Pakistan Rejects Bin Laden Criticism
by IPT News • May 9, 2011 at 2:13 pm
Pakistani Prime Minister Yusuf Raza Gilani has rejected criticism of his nation's counterterrorism efforts and called claims that Pakistan sheltered Osama bin Laden "absurd." The discovery of bin Laden on Pakistani soil has created skepticism about the nation's commitment to fighting terror.
"No other country in the world and no other security agency has done so much to interdict Al-Qaeda, than the ISI [Pakistani intelligence] and our armed forces," said Gilani. "This was done with the full support of the nation and in accordance with the political will articulated by the Parliament of Pakistan."

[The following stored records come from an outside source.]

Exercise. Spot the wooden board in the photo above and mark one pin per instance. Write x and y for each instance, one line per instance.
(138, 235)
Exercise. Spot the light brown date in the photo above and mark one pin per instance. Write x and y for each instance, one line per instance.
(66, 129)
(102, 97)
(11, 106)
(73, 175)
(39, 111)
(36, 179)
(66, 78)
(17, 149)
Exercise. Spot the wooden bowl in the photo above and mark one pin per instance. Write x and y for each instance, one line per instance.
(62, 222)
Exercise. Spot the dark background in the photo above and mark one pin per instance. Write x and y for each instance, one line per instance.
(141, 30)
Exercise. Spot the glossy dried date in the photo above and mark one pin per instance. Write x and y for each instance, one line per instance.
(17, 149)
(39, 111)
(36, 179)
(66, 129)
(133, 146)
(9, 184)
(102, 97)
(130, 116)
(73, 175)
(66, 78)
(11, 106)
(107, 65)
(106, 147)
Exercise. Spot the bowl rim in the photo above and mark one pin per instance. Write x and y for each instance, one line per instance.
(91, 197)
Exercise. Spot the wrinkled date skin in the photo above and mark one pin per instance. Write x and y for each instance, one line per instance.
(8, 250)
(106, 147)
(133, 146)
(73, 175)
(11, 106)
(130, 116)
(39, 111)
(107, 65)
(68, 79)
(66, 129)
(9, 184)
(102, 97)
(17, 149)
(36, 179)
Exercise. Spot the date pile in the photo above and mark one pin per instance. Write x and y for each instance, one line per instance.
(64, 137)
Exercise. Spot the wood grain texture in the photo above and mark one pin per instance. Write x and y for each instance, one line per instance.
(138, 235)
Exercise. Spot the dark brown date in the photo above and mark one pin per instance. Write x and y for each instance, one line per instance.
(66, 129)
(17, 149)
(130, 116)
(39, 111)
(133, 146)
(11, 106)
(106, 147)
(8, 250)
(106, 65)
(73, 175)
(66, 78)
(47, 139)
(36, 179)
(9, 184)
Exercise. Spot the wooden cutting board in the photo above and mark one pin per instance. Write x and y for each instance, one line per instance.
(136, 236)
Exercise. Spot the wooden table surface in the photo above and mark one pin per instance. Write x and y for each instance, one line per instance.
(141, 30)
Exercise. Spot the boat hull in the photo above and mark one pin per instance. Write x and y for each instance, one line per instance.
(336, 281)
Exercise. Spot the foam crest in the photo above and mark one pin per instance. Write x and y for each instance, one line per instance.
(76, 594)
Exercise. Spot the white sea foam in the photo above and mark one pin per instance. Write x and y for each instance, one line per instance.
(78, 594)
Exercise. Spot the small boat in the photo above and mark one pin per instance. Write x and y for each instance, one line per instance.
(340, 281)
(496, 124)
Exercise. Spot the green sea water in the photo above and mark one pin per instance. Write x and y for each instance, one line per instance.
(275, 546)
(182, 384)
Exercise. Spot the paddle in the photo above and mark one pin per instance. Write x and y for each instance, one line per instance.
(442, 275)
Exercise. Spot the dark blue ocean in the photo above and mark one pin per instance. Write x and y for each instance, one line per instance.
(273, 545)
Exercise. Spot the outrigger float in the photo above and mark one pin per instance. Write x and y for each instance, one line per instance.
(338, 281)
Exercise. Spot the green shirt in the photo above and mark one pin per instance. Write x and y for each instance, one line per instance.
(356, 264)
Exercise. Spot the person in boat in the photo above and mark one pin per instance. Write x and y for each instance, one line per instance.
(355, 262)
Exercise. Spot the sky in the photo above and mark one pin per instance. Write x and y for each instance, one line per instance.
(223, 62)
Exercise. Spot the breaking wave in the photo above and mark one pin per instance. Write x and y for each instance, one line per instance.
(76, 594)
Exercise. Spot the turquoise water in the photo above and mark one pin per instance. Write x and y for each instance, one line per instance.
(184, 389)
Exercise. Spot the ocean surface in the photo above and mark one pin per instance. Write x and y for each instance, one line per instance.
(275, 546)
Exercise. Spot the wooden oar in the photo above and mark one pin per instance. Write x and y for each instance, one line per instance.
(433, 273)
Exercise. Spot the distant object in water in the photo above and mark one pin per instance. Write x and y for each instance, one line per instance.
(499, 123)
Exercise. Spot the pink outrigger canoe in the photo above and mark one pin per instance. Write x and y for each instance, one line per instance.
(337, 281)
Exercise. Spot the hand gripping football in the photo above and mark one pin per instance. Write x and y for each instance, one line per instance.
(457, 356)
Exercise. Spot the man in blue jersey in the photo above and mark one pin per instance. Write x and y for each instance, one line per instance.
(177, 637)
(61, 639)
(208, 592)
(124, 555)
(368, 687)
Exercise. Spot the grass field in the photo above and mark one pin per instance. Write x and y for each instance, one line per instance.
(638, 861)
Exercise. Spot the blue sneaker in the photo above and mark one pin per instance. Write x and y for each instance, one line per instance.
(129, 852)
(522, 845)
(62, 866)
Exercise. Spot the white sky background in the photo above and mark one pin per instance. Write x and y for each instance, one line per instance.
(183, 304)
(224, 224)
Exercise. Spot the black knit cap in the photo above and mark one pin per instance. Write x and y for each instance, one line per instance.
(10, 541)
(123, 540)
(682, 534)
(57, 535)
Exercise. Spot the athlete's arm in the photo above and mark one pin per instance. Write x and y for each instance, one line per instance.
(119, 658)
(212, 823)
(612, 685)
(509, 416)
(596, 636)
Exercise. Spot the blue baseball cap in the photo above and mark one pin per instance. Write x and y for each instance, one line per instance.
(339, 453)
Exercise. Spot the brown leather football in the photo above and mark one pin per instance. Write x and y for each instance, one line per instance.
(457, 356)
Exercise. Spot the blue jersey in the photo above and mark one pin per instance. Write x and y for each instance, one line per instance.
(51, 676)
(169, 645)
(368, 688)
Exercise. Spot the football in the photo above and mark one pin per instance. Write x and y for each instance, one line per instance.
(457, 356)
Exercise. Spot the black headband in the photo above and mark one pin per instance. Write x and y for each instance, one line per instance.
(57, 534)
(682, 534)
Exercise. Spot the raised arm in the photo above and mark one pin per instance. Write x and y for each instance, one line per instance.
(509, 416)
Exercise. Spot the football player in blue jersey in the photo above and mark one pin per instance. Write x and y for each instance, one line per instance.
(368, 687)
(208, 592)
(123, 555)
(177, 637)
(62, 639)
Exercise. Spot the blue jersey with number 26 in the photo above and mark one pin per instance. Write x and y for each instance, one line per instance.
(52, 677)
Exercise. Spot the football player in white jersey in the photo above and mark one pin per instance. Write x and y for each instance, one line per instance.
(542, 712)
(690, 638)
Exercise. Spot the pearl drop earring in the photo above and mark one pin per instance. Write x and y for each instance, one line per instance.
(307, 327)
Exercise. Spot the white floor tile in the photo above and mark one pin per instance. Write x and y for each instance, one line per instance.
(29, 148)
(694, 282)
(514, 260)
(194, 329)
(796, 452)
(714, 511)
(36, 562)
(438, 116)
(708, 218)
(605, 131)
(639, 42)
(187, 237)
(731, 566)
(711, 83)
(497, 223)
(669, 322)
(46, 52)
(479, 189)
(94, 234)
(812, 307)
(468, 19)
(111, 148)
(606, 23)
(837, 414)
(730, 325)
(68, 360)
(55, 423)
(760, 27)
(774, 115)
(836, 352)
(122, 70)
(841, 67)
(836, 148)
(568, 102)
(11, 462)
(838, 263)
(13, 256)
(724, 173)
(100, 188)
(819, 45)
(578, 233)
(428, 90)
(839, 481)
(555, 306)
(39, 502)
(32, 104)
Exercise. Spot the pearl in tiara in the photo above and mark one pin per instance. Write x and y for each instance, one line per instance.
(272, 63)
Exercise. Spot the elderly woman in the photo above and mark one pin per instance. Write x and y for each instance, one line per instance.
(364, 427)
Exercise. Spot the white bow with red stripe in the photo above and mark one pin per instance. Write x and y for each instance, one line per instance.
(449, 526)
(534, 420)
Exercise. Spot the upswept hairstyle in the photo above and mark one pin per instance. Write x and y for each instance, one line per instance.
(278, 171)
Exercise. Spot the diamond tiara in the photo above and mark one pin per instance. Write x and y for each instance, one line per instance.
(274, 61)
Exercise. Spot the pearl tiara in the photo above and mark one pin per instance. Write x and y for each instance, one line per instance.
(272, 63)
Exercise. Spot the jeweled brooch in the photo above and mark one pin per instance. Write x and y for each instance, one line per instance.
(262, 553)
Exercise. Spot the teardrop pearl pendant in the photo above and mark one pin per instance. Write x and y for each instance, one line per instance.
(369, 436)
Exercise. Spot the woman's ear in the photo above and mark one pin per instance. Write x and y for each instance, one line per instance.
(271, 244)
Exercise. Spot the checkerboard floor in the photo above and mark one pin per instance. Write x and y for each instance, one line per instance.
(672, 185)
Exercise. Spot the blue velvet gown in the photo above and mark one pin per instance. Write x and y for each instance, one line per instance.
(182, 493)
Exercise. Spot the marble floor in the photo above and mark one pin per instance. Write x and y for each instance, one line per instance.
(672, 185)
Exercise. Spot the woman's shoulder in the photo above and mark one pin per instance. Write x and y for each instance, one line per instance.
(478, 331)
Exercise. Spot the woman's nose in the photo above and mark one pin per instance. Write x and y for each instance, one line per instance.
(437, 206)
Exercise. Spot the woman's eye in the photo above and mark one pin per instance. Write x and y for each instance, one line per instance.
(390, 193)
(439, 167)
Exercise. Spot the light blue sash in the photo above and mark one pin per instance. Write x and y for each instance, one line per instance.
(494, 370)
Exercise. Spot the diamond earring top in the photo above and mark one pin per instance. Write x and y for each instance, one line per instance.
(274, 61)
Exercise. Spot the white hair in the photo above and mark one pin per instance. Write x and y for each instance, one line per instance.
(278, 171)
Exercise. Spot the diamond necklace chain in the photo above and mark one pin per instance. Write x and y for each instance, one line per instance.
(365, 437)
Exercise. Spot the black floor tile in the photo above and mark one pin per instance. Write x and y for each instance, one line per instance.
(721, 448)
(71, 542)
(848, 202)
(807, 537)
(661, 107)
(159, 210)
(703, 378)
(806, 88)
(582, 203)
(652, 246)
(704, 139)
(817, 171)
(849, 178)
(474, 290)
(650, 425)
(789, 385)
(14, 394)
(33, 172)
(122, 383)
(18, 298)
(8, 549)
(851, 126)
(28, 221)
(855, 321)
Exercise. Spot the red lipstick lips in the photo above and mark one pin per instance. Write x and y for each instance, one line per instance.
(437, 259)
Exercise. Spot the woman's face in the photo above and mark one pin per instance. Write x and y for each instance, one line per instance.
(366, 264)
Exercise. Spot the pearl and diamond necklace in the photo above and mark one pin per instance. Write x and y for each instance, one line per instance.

"Allegations of complicity or incompetence are absurd. We emphatically reject such accusations. Speculative narratives in the public domain are meant to create despondency. We will not allow our detractors to succeed in offloading their own shortcomings and errors of omission and commission in a blame game that stigmatizes Pakistan."
During an interview broadcast Sunday on "60 Minutes," President Obama said it was clear there was some "sort of support network for bin Laden inside of Pakistan. But we don't know who or what that support network was. We don't know whether there might have been some people inside of government, people outside of government, and that's something that we have to investigate, and more importantly, the Pakistani government has to investigate."
In apparent retaliation for the American allegations, Pakistani authorities have leaked the name of the C.I.A. station chief in Islamabad to local news sources. The incident was the second time in five months that Pakistani authorities have tried to embarrass U.S. intelligence in their country. "It is [a deliberate effort to complicate the work of the American spy agency in the aftermath of the raid that killed Osama bin Laden," the New York Times quoted unnamed American officials as saying.
Counterterrorism in the region had already been a difficult task, with Pakistan's neighbor Iran actively countering U.S. efforts. Iran's intelligence minister Heidar Moslehi recently tried to undermine the American assassination of bin Laden, saying that "We have accurate information that bin Laden died of illness some time ago." He also questioned, "why don't they show him (his dead body), why have they thrown his corpse into the sea?"